★ 紅蓮の大捜査線 ★
クリエイター龍司郎(wbxt2243)
管理番号938-6505 オファー日2009-01-31(土) 18:00
オファーPC エドガー・ウォレス(crww6933) ムービースター 男 47歳 DP警官
ゲストPC1 二階堂 美樹(cuhw6225) ムービーファン 女 24歳 科学捜査官
<ノベル>

 夢の中にまで消防車のサイレンが割りこんできて、彼女は悲鳴のようなものを上げながら飛び起きた。成分分析の結果待ちをしている間に、居眠りしていたのだ。彼女はここ数日、まともに睡眠をとっていなかった。徹夜でラボに詰めていた日もあるが、家に帰ってひとりでいると、どうしても事件のことばかり考えてしまって、目が冴えてしまうのだ。
 それもこれもすべて放火魔のせいだ。二階堂美樹は、いまだに顔さえ定かではない犯人に腹を立てた。
「……えぇ? またなにも出てこないの? もーっ! どういうことよ!」
 寝ている間にとっくに出ていたらしい分析結果を見て、美樹は失望の溜息をつく。思わずその結果のプリントを、うまくいかなかったマンガのネームみたいにクシャクシャにして捨てるところだった。しかし、美樹は背中に視線を感じて、プリントを振り上げた状態で振り返った。
「やあ、元気そうだね」
「う、うううウォレスさん!? どうしてこんなトコに」
「エドガーでいいよ。一課に情報をおすそ分けしに行ってたんだ。で、ココにちょっと寄り道をね」
 美樹を見て笑っているのは、エドガー・ウォレスだった。彼は映画の中同様、『DP警官』とひとくくりに呼称されて市民に親しまれているムービースターで……美樹の憧れの人のひとりだった。彼の出身映画『ディビジョンサイキック』は、彼女が大好きな映画なのだ。
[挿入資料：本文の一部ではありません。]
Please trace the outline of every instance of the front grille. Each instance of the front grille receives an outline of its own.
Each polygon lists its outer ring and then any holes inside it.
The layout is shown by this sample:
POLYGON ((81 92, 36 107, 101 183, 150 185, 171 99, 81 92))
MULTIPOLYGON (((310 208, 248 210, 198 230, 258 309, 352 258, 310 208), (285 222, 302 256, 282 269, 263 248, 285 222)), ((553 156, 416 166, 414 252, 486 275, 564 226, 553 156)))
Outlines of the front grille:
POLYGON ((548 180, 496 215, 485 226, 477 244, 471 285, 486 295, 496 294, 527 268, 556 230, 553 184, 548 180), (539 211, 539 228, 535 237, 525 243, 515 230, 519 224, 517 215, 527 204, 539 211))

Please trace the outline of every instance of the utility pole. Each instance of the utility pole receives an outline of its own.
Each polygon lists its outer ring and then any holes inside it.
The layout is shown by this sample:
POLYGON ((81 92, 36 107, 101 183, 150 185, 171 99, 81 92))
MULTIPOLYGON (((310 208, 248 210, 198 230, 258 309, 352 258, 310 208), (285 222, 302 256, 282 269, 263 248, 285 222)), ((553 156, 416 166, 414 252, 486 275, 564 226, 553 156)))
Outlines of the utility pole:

どれくらい好きかというと、バッキーにDP警官帽をかぶせているくらいだし、いまこうしてエドガーを前にして慌てふためくほどだ。
「最近、君が働きづめだって聞いたものだから」
「そ、そんなことありませ……、いえ、あります。かも」
 しどろもどろの美樹をヨソに、エドガーはホワイトボードに書きこまれた事件のあらましや、貼られた現場の写真を見て、腕組みをしながら唸った。
 美樹が追っているのは、それらの写真や書きこみが物語るとおりの、奇妙な連続放火事件だ。店やアパートが被害に遭っている。どこの現場もかなりの高温で燃えていて、ガラスが溶けている例もあった。同一犯によるものと思われる事件は今のところ4件起きており、もっとも新しい現場ではとうとう犠牲者が出てしまったのだ。
「そうか、君が担当しているのか。……進展は?」
「ソレが、えーっと……正直に言うと難航してます」
 エドガーにとっては意外な答えだったので、彼は思わずビックリした顔でマジマジと美樹の顔を見てしまった。美樹は苦笑いをしようとしていたが、顔はすっかり引きつっていて、手のやり場に困ってモジモジしている。
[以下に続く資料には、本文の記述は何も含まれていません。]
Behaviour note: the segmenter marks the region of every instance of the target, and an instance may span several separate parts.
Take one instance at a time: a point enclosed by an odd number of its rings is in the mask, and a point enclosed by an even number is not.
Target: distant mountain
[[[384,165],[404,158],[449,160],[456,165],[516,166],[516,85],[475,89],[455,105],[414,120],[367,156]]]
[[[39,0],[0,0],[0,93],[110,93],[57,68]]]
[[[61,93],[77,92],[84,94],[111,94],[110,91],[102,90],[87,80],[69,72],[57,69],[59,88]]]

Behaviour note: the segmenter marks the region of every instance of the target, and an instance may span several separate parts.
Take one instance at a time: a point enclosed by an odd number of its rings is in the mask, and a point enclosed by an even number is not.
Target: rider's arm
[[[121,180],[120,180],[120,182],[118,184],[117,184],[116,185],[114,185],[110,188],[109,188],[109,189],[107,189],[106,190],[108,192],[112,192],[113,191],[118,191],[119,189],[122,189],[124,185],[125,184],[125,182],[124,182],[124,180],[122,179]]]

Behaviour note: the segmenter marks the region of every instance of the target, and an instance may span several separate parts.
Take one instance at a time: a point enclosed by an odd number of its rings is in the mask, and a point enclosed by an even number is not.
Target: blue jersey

「ずっと現場の燃焼残渣物を分析しているんですけど、可燃物の成分がぜんぜん検出されないんです。相当高い温度で燃えてるから、なにも使ってないハズがないのに」
「跡形もなく燃えてなくなった、なんてハズもないだろうしね。確かに妙な話だ。……しかしここは銀幕市だよ。魔法や超能力という線もある」
「そうです、そうなんですよ」
「君は科捜研だから、科学の力で捜査をするのは至極当然だ。でも、いくら試しても結果が出ないのであれば、寄り道するのもいいんじゃないかな。俺でよければ手伝うよ。犯人がムービースターであれば、俺が持ってるヴィランズのデータが役に立つかもしれない」
「ほ、本当ですかっ!?」
 美樹は両手を組み合わせて目を輝かせた。
 が、次の瞬間、大慌てで首と両手をブンブン横に振っていた。
「じ、じゃなくて、いいですいいです! エドガーさんも忙しいでしょ!? とんでもないんですとんでもないです!」
「君の仕草は、本当に見ていて飽きないなぁ。気にしなくていいよ、俺のスケジュールなんて」
 エドガーはしばらく笑ったあと、真剣な眼差しでホワイトボードに目を向けた。
「俺も警官の端くれだ。犯罪を見過ごすワケにはいかない。ソレに……すべて同一犯の仕業だとしたら、ソイツは相当調子に乗ってる。とめられなければやりつづけるだろう。歯止めがきかなくなっているんだ。もう終わりにさせないと」
 エドガーの紫色の目に、するどい光が射し込むのを見て、美樹は我に返った。
 憧れの人の申し出に、舞い上がっている場合ではない。
 もともと自分も、犯人をとめるために力を尽くしていたのだ。彼女は、ソレを思い出した。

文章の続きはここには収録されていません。